ドクターの声がかかり、オペレーターたちが一斉に数で押していく。
得物を振るう彼らの目は本気で、狭い穴の壁を削り取るほどに、敵に振り下ろす得物は躊躇が無い。遠距離オペレーターが放った矢は必ず急所を射抜いた。


「クーリエ!シージ!この部屋の残党処理を!行動予備隊A4は私に続け!」

「ドクターっ!いくらなんでも踏み込み過ぎです!」


そう言って彼の袖を掴んだのはアーミヤだった。彼女は焦った顔をしたまま、ドクターの歩みを止める。


「アーミヤ、私は冷静だ。ただ、行動予備隊A4は一見冷静に戦っていても、指示が無ければすぐに突出してしまうほど冷静じゃない。…私が導いてやらねば逆に全滅する」

「!た、確かにそうですが…もう少し慎重に「君はさくらを失っても良いと?」!…それは、駄目です」

「何故?」


ドクターがあえて聞いた。アーミヤはドクターの袖を離し、彼女がいるであろう穴倉の奥を見つめた。


「勿論、感染者の未来を変える人になるからです」


その答えにドクターは、アーミヤを一瞥した後、歩みを進め始めた。
得物で削られた穴倉に触れながら、ゆっくりと足を進める。


「…私たちは、友人を救うためにここに来た」

「!」

「アーミヤは、捕虜がいたら死ぬ前に助けたいだろう?」

「…はい」

「その逸る気持ちと一緒なのだよ。彼らと、私は」


アーミヤが見上げたドクターの顔は相変わらずフードで見えないが、いつになく真面目な顔をしているのだろうと悟った。

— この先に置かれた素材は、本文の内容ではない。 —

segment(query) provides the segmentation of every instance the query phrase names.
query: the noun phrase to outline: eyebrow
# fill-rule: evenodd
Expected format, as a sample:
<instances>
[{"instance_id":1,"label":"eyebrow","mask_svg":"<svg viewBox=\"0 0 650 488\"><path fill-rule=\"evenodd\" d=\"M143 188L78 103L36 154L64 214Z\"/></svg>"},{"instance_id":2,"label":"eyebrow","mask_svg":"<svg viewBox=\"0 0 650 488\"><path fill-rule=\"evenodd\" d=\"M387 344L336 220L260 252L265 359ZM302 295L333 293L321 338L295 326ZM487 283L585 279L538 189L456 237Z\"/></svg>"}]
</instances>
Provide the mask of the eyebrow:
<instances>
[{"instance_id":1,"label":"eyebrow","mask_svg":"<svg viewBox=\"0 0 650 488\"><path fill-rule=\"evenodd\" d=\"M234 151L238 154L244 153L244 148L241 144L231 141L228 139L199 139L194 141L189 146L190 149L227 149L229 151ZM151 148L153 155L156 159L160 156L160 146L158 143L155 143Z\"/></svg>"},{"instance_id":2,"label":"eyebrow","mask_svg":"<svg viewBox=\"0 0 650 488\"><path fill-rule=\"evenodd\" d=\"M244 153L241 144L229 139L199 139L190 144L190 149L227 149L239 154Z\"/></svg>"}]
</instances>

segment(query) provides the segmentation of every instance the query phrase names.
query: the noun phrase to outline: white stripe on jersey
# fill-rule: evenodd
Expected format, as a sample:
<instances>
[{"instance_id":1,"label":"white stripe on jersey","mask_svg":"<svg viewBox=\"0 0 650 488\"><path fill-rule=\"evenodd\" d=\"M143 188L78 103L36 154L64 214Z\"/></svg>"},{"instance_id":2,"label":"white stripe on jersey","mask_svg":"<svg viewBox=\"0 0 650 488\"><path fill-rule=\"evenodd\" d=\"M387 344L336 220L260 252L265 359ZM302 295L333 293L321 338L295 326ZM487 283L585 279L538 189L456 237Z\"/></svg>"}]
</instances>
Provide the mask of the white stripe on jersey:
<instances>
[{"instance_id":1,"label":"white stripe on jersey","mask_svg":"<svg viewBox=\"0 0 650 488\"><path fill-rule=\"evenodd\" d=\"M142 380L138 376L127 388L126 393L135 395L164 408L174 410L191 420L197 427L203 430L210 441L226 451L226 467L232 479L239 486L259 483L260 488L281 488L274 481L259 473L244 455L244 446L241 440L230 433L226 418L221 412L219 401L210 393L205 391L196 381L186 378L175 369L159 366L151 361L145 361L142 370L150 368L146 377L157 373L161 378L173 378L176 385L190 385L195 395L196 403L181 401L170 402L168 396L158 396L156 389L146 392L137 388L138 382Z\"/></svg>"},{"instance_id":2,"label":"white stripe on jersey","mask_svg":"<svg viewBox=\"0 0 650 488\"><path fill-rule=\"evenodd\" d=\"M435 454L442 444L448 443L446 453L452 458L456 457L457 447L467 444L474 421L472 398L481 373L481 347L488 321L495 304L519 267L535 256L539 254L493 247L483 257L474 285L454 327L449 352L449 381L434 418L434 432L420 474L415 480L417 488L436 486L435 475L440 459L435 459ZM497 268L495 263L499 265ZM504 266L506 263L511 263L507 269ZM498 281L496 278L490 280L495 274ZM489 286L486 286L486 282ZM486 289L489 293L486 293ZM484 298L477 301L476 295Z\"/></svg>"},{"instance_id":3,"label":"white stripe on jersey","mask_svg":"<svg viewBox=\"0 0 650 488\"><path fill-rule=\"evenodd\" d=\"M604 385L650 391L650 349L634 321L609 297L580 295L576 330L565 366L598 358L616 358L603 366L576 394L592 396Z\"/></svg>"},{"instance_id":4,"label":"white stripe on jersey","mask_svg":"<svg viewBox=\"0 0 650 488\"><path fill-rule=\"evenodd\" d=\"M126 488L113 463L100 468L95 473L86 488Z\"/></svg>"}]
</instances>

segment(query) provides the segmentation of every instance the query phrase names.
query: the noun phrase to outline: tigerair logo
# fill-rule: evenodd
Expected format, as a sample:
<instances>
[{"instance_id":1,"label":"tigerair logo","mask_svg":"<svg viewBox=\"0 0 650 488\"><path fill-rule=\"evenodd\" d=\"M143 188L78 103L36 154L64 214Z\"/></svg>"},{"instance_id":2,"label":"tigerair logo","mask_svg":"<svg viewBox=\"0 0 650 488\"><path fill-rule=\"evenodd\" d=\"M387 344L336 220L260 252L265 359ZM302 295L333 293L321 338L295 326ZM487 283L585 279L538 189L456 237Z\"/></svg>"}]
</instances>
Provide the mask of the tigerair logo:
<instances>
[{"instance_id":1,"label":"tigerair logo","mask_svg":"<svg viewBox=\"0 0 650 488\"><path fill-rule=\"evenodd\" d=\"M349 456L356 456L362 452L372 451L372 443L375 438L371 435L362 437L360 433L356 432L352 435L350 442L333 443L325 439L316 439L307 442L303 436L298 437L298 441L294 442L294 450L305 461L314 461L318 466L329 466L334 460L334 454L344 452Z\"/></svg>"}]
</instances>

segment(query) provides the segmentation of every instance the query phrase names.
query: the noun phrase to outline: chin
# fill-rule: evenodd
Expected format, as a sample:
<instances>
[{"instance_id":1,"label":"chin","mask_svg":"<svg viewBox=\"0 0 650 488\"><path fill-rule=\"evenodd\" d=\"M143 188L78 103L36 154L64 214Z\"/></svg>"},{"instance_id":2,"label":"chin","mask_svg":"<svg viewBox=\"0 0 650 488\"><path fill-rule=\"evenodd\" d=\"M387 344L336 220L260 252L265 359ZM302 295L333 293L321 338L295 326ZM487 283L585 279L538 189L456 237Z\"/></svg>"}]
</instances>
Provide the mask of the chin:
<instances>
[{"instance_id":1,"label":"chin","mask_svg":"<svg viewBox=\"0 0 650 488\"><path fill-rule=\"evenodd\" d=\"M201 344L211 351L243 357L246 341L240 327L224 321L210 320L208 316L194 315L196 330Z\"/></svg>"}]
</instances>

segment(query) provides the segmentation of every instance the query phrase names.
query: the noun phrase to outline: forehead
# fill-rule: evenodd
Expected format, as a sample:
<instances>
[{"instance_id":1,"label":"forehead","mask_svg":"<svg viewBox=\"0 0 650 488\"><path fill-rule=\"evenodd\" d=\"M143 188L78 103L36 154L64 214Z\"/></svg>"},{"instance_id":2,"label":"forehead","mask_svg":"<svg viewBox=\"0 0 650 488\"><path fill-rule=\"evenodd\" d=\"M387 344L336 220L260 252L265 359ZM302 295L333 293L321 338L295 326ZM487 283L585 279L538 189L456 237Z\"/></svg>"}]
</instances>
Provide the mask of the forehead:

「…ごめんなさい、ドクター。私、何もわかっていなくて…」

「いい。さくらが奪還できればそれで。…手伝ってくれるか?」

「勿論です、ドクター!」

「よし。…!」

「きゃあっ」


急に地面が縦に揺れ始め、前方からは熱が肌に伝わるほどの炎が見え隠れしている。それには見覚えがあった。

ドクターより前方にいたスチュワードが炎を見て振り向いて声を荒らげる。